Those are the main nutrients you have to look out for when balancing a ration. The rabbit feed doesn't list vitamins and minerals a part from Salt and Vitamin A, which leads me to believe there isn't a whole lot in there. The goat has it listed out, however if you provide a goat mineral, it should help with any deficiencies resulting from mixing feed.

Now as for my example above, this is just a sample. You could make it more complicated and do 9 parts of goat feed to 2 parts of rabbit feed. However, the goat feed by itself is perfectly okay and balanced for goats, and as you had said, the rabbit feed is expensive, even though the goats like it. Might as well stick with the goat feed since it is economical and already balanced for goats, so you don't need to worry about any issues regarding nutritional deficiencies.

And to make it even more complicated, you should add in the hay they're eating too. Maybe three pounds of hay to 1 lb of combined feed, so you will have to do the calculations for that as well to make sure your animals are meeting their needs.
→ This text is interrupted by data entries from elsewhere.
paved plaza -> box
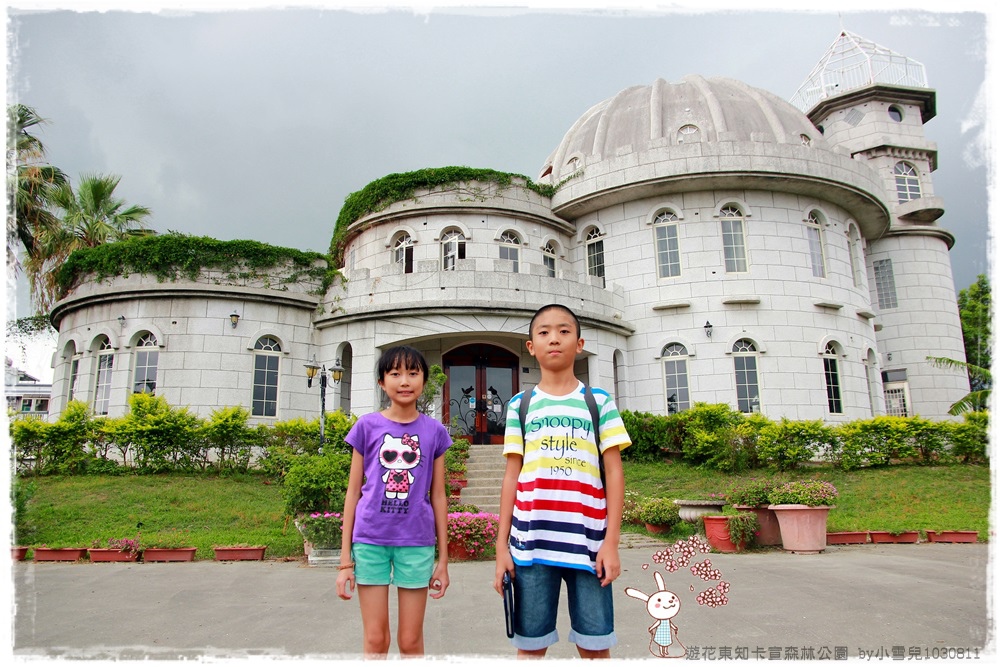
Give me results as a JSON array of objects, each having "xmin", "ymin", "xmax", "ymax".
[{"xmin": 10, "ymin": 539, "xmax": 993, "ymax": 662}]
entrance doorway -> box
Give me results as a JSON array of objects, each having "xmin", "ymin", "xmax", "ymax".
[{"xmin": 444, "ymin": 344, "xmax": 519, "ymax": 444}]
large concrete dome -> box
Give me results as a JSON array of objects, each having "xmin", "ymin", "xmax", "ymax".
[{"xmin": 542, "ymin": 75, "xmax": 889, "ymax": 233}]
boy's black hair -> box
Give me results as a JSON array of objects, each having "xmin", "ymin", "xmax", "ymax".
[
  {"xmin": 376, "ymin": 345, "xmax": 429, "ymax": 381},
  {"xmin": 529, "ymin": 303, "xmax": 581, "ymax": 339}
]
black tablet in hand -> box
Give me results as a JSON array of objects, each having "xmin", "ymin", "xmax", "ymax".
[{"xmin": 502, "ymin": 571, "xmax": 515, "ymax": 638}]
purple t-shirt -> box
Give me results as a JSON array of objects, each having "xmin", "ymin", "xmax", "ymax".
[{"xmin": 345, "ymin": 412, "xmax": 452, "ymax": 547}]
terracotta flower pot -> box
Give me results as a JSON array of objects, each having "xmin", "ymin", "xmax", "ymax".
[
  {"xmin": 703, "ymin": 515, "xmax": 744, "ymax": 553},
  {"xmin": 926, "ymin": 530, "xmax": 978, "ymax": 543},
  {"xmin": 32, "ymin": 547, "xmax": 88, "ymax": 562},
  {"xmin": 644, "ymin": 522, "xmax": 671, "ymax": 535},
  {"xmin": 88, "ymin": 548, "xmax": 139, "ymax": 562},
  {"xmin": 447, "ymin": 540, "xmax": 475, "ymax": 561},
  {"xmin": 732, "ymin": 504, "xmax": 781, "ymax": 546},
  {"xmin": 143, "ymin": 547, "xmax": 197, "ymax": 562},
  {"xmin": 213, "ymin": 546, "xmax": 266, "ymax": 561},
  {"xmin": 826, "ymin": 531, "xmax": 869, "ymax": 545},
  {"xmin": 11, "ymin": 546, "xmax": 28, "ymax": 561},
  {"xmin": 869, "ymin": 531, "xmax": 919, "ymax": 544},
  {"xmin": 769, "ymin": 504, "xmax": 832, "ymax": 554}
]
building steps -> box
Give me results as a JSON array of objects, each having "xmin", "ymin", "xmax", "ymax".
[{"xmin": 457, "ymin": 445, "xmax": 505, "ymax": 514}]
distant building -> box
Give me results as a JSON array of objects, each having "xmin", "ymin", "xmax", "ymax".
[
  {"xmin": 45, "ymin": 32, "xmax": 968, "ymax": 439},
  {"xmin": 5, "ymin": 357, "xmax": 52, "ymax": 418}
]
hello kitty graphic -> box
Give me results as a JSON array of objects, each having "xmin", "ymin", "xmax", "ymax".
[
  {"xmin": 379, "ymin": 433, "xmax": 421, "ymax": 499},
  {"xmin": 625, "ymin": 571, "xmax": 687, "ymax": 658}
]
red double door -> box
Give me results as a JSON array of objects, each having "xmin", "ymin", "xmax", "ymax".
[{"xmin": 443, "ymin": 344, "xmax": 518, "ymax": 445}]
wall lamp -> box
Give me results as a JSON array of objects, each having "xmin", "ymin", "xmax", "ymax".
[
  {"xmin": 117, "ymin": 315, "xmax": 126, "ymax": 329},
  {"xmin": 704, "ymin": 321, "xmax": 713, "ymax": 339},
  {"xmin": 230, "ymin": 311, "xmax": 240, "ymax": 328}
]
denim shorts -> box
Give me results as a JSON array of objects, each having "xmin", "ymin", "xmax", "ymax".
[
  {"xmin": 352, "ymin": 543, "xmax": 435, "ymax": 588},
  {"xmin": 511, "ymin": 562, "xmax": 617, "ymax": 651}
]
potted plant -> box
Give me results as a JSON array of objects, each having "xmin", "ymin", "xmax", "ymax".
[
  {"xmin": 623, "ymin": 490, "xmax": 644, "ymax": 526},
  {"xmin": 296, "ymin": 511, "xmax": 344, "ymax": 566},
  {"xmin": 767, "ymin": 480, "xmax": 838, "ymax": 554},
  {"xmin": 11, "ymin": 478, "xmax": 37, "ymax": 561},
  {"xmin": 672, "ymin": 494, "xmax": 727, "ymax": 524},
  {"xmin": 446, "ymin": 511, "xmax": 499, "ymax": 561},
  {"xmin": 926, "ymin": 530, "xmax": 979, "ymax": 543},
  {"xmin": 725, "ymin": 479, "xmax": 780, "ymax": 546},
  {"xmin": 826, "ymin": 531, "xmax": 869, "ymax": 545},
  {"xmin": 640, "ymin": 498, "xmax": 682, "ymax": 534},
  {"xmin": 703, "ymin": 511, "xmax": 758, "ymax": 553},
  {"xmin": 869, "ymin": 530, "xmax": 920, "ymax": 544},
  {"xmin": 32, "ymin": 544, "xmax": 89, "ymax": 562},
  {"xmin": 213, "ymin": 544, "xmax": 267, "ymax": 561},
  {"xmin": 143, "ymin": 543, "xmax": 198, "ymax": 562},
  {"xmin": 88, "ymin": 534, "xmax": 142, "ymax": 562}
]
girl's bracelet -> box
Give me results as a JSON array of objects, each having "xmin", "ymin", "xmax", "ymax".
[{"xmin": 337, "ymin": 562, "xmax": 355, "ymax": 570}]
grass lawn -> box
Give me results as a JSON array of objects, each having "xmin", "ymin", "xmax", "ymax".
[{"xmin": 14, "ymin": 462, "xmax": 991, "ymax": 558}]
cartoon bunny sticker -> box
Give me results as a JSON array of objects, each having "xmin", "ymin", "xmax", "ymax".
[{"xmin": 624, "ymin": 571, "xmax": 687, "ymax": 658}]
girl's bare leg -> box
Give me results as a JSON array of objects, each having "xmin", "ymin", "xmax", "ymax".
[
  {"xmin": 357, "ymin": 584, "xmax": 391, "ymax": 658},
  {"xmin": 395, "ymin": 586, "xmax": 429, "ymax": 657}
]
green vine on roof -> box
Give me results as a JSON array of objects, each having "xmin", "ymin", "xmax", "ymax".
[
  {"xmin": 328, "ymin": 166, "xmax": 573, "ymax": 264},
  {"xmin": 6, "ymin": 314, "xmax": 56, "ymax": 339},
  {"xmin": 53, "ymin": 233, "xmax": 336, "ymax": 299}
]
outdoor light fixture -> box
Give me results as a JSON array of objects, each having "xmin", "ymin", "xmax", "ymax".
[
  {"xmin": 305, "ymin": 354, "xmax": 329, "ymax": 451},
  {"xmin": 331, "ymin": 358, "xmax": 345, "ymax": 385},
  {"xmin": 117, "ymin": 315, "xmax": 126, "ymax": 328},
  {"xmin": 230, "ymin": 311, "xmax": 240, "ymax": 328},
  {"xmin": 704, "ymin": 321, "xmax": 713, "ymax": 338}
]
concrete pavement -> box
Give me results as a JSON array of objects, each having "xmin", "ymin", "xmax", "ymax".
[{"xmin": 10, "ymin": 538, "xmax": 994, "ymax": 661}]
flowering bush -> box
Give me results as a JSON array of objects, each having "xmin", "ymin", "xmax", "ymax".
[
  {"xmin": 767, "ymin": 480, "xmax": 838, "ymax": 506},
  {"xmin": 725, "ymin": 479, "xmax": 775, "ymax": 507},
  {"xmin": 93, "ymin": 534, "xmax": 142, "ymax": 556},
  {"xmin": 297, "ymin": 511, "xmax": 344, "ymax": 548},
  {"xmin": 447, "ymin": 512, "xmax": 499, "ymax": 560}
]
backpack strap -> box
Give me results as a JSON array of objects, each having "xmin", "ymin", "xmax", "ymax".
[{"xmin": 519, "ymin": 384, "xmax": 605, "ymax": 483}]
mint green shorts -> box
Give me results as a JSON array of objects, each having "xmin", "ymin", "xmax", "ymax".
[{"xmin": 352, "ymin": 543, "xmax": 436, "ymax": 588}]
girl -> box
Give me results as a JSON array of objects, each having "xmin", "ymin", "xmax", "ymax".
[{"xmin": 336, "ymin": 345, "xmax": 452, "ymax": 658}]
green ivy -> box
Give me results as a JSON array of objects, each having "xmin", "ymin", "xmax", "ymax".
[
  {"xmin": 53, "ymin": 233, "xmax": 337, "ymax": 299},
  {"xmin": 328, "ymin": 166, "xmax": 577, "ymax": 264}
]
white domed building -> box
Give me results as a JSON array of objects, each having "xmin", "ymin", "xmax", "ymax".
[{"xmin": 47, "ymin": 32, "xmax": 968, "ymax": 440}]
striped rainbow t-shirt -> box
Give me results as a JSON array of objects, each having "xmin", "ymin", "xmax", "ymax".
[{"xmin": 502, "ymin": 381, "xmax": 631, "ymax": 573}]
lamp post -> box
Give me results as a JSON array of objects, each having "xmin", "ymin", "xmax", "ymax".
[{"xmin": 305, "ymin": 356, "xmax": 345, "ymax": 455}]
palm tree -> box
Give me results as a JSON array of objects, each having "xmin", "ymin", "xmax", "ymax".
[
  {"xmin": 6, "ymin": 104, "xmax": 68, "ymax": 276},
  {"xmin": 26, "ymin": 173, "xmax": 153, "ymax": 312},
  {"xmin": 927, "ymin": 356, "xmax": 992, "ymax": 415}
]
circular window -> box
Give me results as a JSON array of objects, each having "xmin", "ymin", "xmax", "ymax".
[{"xmin": 888, "ymin": 105, "xmax": 903, "ymax": 122}]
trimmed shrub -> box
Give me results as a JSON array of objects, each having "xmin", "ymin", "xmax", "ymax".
[
  {"xmin": 757, "ymin": 418, "xmax": 835, "ymax": 471},
  {"xmin": 949, "ymin": 411, "xmax": 989, "ymax": 463},
  {"xmin": 280, "ymin": 453, "xmax": 352, "ymax": 517},
  {"xmin": 830, "ymin": 416, "xmax": 914, "ymax": 471}
]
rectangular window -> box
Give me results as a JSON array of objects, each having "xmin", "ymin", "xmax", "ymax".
[
  {"xmin": 21, "ymin": 398, "xmax": 32, "ymax": 412},
  {"xmin": 587, "ymin": 239, "xmax": 605, "ymax": 287},
  {"xmin": 133, "ymin": 349, "xmax": 159, "ymax": 394},
  {"xmin": 663, "ymin": 359, "xmax": 690, "ymax": 413},
  {"xmin": 543, "ymin": 254, "xmax": 556, "ymax": 278},
  {"xmin": 252, "ymin": 354, "xmax": 280, "ymax": 417},
  {"xmin": 824, "ymin": 357, "xmax": 842, "ymax": 413},
  {"xmin": 94, "ymin": 353, "xmax": 114, "ymax": 416},
  {"xmin": 34, "ymin": 399, "xmax": 49, "ymax": 412},
  {"xmin": 443, "ymin": 239, "xmax": 465, "ymax": 271},
  {"xmin": 655, "ymin": 224, "xmax": 681, "ymax": 278},
  {"xmin": 807, "ymin": 227, "xmax": 826, "ymax": 278},
  {"xmin": 67, "ymin": 358, "xmax": 80, "ymax": 403},
  {"xmin": 722, "ymin": 219, "xmax": 748, "ymax": 272},
  {"xmin": 873, "ymin": 259, "xmax": 898, "ymax": 309},
  {"xmin": 499, "ymin": 245, "xmax": 519, "ymax": 273},
  {"xmin": 883, "ymin": 382, "xmax": 910, "ymax": 417}
]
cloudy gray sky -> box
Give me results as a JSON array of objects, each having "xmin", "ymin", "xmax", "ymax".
[{"xmin": 5, "ymin": 2, "xmax": 992, "ymax": 330}]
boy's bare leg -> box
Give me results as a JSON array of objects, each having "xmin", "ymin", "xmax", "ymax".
[
  {"xmin": 577, "ymin": 647, "xmax": 611, "ymax": 659},
  {"xmin": 518, "ymin": 648, "xmax": 548, "ymax": 659}
]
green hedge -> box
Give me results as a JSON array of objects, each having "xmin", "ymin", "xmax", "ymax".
[{"xmin": 618, "ymin": 404, "xmax": 989, "ymax": 472}]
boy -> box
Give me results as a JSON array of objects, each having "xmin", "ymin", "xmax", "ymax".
[{"xmin": 493, "ymin": 303, "xmax": 631, "ymax": 659}]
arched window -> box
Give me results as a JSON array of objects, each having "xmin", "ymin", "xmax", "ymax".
[
  {"xmin": 732, "ymin": 338, "xmax": 760, "ymax": 414},
  {"xmin": 393, "ymin": 233, "xmax": 414, "ymax": 274},
  {"xmin": 661, "ymin": 343, "xmax": 690, "ymax": 414},
  {"xmin": 848, "ymin": 223, "xmax": 864, "ymax": 288},
  {"xmin": 586, "ymin": 227, "xmax": 605, "ymax": 287},
  {"xmin": 65, "ymin": 342, "xmax": 81, "ymax": 403},
  {"xmin": 93, "ymin": 336, "xmax": 114, "ymax": 416},
  {"xmin": 132, "ymin": 332, "xmax": 159, "ymax": 394},
  {"xmin": 252, "ymin": 336, "xmax": 282, "ymax": 417},
  {"xmin": 822, "ymin": 342, "xmax": 843, "ymax": 414},
  {"xmin": 677, "ymin": 124, "xmax": 700, "ymax": 143},
  {"xmin": 654, "ymin": 210, "xmax": 681, "ymax": 278},
  {"xmin": 865, "ymin": 349, "xmax": 879, "ymax": 417},
  {"xmin": 441, "ymin": 229, "xmax": 466, "ymax": 271},
  {"xmin": 542, "ymin": 241, "xmax": 557, "ymax": 278},
  {"xmin": 720, "ymin": 206, "xmax": 748, "ymax": 273},
  {"xmin": 498, "ymin": 230, "xmax": 520, "ymax": 273},
  {"xmin": 806, "ymin": 211, "xmax": 826, "ymax": 278},
  {"xmin": 894, "ymin": 162, "xmax": 921, "ymax": 203}
]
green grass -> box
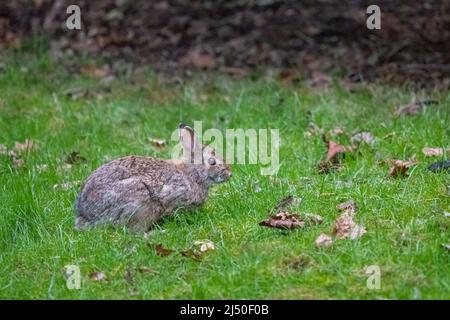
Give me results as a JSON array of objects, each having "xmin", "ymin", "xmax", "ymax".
[{"xmin": 0, "ymin": 49, "xmax": 449, "ymax": 299}]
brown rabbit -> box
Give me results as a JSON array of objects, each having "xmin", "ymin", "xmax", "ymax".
[{"xmin": 75, "ymin": 124, "xmax": 232, "ymax": 232}]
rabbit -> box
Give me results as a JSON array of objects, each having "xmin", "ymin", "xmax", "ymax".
[{"xmin": 75, "ymin": 124, "xmax": 232, "ymax": 232}]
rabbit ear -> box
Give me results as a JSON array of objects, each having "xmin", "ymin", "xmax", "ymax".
[{"xmin": 179, "ymin": 124, "xmax": 200, "ymax": 161}]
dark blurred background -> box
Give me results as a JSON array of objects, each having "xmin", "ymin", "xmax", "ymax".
[{"xmin": 0, "ymin": 0, "xmax": 449, "ymax": 89}]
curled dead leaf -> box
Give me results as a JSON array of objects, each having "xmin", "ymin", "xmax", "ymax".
[
  {"xmin": 332, "ymin": 212, "xmax": 366, "ymax": 240},
  {"xmin": 336, "ymin": 200, "xmax": 358, "ymax": 215},
  {"xmin": 315, "ymin": 234, "xmax": 333, "ymax": 247},
  {"xmin": 422, "ymin": 147, "xmax": 449, "ymax": 157},
  {"xmin": 153, "ymin": 243, "xmax": 173, "ymax": 257},
  {"xmin": 388, "ymin": 159, "xmax": 417, "ymax": 177},
  {"xmin": 259, "ymin": 211, "xmax": 305, "ymax": 230},
  {"xmin": 317, "ymin": 160, "xmax": 342, "ymax": 174},
  {"xmin": 395, "ymin": 98, "xmax": 438, "ymax": 116}
]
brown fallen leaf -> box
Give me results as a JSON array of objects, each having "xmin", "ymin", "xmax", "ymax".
[
  {"xmin": 388, "ymin": 159, "xmax": 417, "ymax": 177},
  {"xmin": 325, "ymin": 140, "xmax": 355, "ymax": 162},
  {"xmin": 89, "ymin": 271, "xmax": 106, "ymax": 282},
  {"xmin": 422, "ymin": 147, "xmax": 449, "ymax": 157},
  {"xmin": 395, "ymin": 98, "xmax": 438, "ymax": 116},
  {"xmin": 180, "ymin": 50, "xmax": 216, "ymax": 69},
  {"xmin": 315, "ymin": 234, "xmax": 333, "ymax": 247},
  {"xmin": 259, "ymin": 211, "xmax": 305, "ymax": 230},
  {"xmin": 153, "ymin": 244, "xmax": 174, "ymax": 257},
  {"xmin": 317, "ymin": 161, "xmax": 342, "ymax": 174},
  {"xmin": 332, "ymin": 212, "xmax": 366, "ymax": 240},
  {"xmin": 149, "ymin": 138, "xmax": 166, "ymax": 151},
  {"xmin": 336, "ymin": 200, "xmax": 358, "ymax": 215}
]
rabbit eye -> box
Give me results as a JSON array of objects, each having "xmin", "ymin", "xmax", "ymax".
[{"xmin": 208, "ymin": 158, "xmax": 216, "ymax": 165}]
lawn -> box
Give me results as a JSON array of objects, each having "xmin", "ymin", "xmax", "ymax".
[{"xmin": 0, "ymin": 47, "xmax": 449, "ymax": 299}]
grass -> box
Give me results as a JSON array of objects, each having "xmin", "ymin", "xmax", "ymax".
[{"xmin": 0, "ymin": 47, "xmax": 449, "ymax": 299}]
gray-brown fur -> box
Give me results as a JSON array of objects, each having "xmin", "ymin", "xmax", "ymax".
[{"xmin": 75, "ymin": 125, "xmax": 231, "ymax": 232}]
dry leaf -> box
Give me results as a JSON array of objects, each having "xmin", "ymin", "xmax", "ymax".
[
  {"xmin": 336, "ymin": 200, "xmax": 358, "ymax": 215},
  {"xmin": 149, "ymin": 138, "xmax": 166, "ymax": 150},
  {"xmin": 422, "ymin": 147, "xmax": 449, "ymax": 157},
  {"xmin": 317, "ymin": 161, "xmax": 342, "ymax": 174},
  {"xmin": 154, "ymin": 244, "xmax": 173, "ymax": 257},
  {"xmin": 395, "ymin": 98, "xmax": 438, "ymax": 116},
  {"xmin": 388, "ymin": 159, "xmax": 417, "ymax": 177},
  {"xmin": 324, "ymin": 140, "xmax": 355, "ymax": 162},
  {"xmin": 259, "ymin": 211, "xmax": 305, "ymax": 230},
  {"xmin": 89, "ymin": 271, "xmax": 106, "ymax": 282},
  {"xmin": 332, "ymin": 212, "xmax": 366, "ymax": 240},
  {"xmin": 315, "ymin": 234, "xmax": 333, "ymax": 247}
]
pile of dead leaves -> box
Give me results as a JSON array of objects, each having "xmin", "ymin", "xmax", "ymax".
[
  {"xmin": 315, "ymin": 200, "xmax": 366, "ymax": 247},
  {"xmin": 1, "ymin": 1, "xmax": 449, "ymax": 89},
  {"xmin": 259, "ymin": 196, "xmax": 322, "ymax": 230}
]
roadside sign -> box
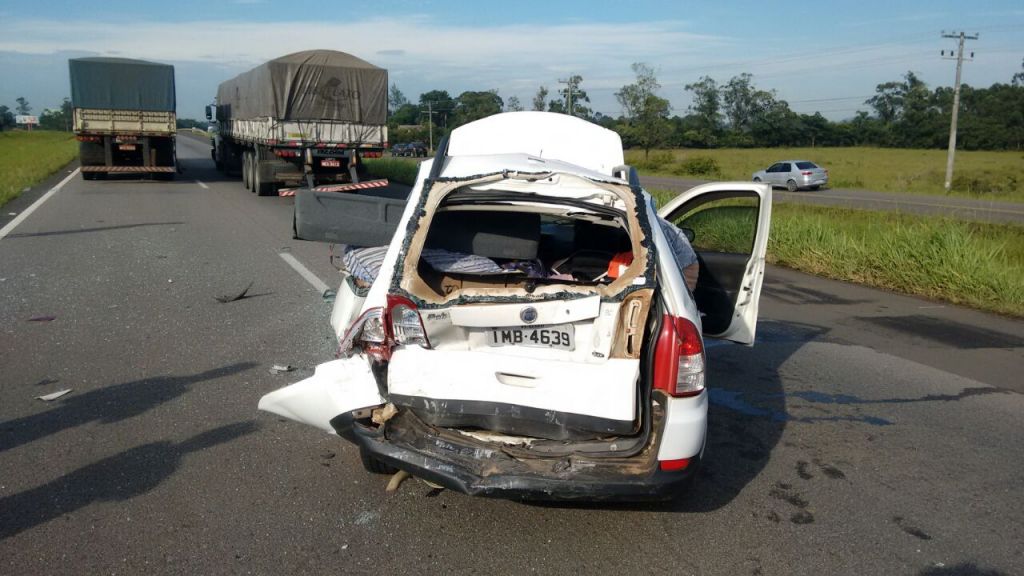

Again, you can read more about the complicated stuff in my article.


----------



## Jenn27 (Mar 15, 2015)

Wow...that's a bit overwhelming.  lol Thanks for the reply!


----------



## norseofcourse (Mar 15, 2015)

Welcome to BYH!  If you're not breeding or milking your goats, they should be ok with plenty of good quality hay and loose minerals free choice.  I have sheep, so I'm not up on the goat feeds, but I've heard of people using something called Noble Goat.


----------



## jodief100 (Mar 19, 2015)

Sheep Girl is absolutely spot-on.  The goat feed is balanced for goats- why mess with it?  All they "need"  is as much as they can eat in 20 minutes.  Well, they don't really even need that, if they have good quality hay, browse and mineral.  It as much as they should get.  Hay and/or browse should be the bulk of their diet.

They like the rabbit food because it is something different.  Goats like the horse sweet feed for the same reason kids like candy, it's SWEET!.  Goats don't need molasses, they don't need the extra sugar, why give it to them?

I promise you, they will love their goat feed if that is all you ever feed them.  

You wouldn't feed your kids ice cream for dinner because that is what they "like" would you?


----------



## Jenn27 (Mar 20, 2015)

Thanks everyone.  I decided to stay with the Dumor feed.   They are spoiled little things. lol  Every morning they come running to the fence to be fed....even if they have feed in their bucket still!


----------



## Jenn27 (Mar 20, 2015)

Thanks everyone.  I decided to stay with the Dumor feed.   They are spoiled little things. lol  Every morning they come running to the fence to be fed....even if they have feed in their bucket still!


----------



## Pearce Pastures (Mar 21, 2015)

Good choice and great info here.  It is hard to figure it all out sometimes and folks on here are very helpful (digital HIGH-FIVE)!


----------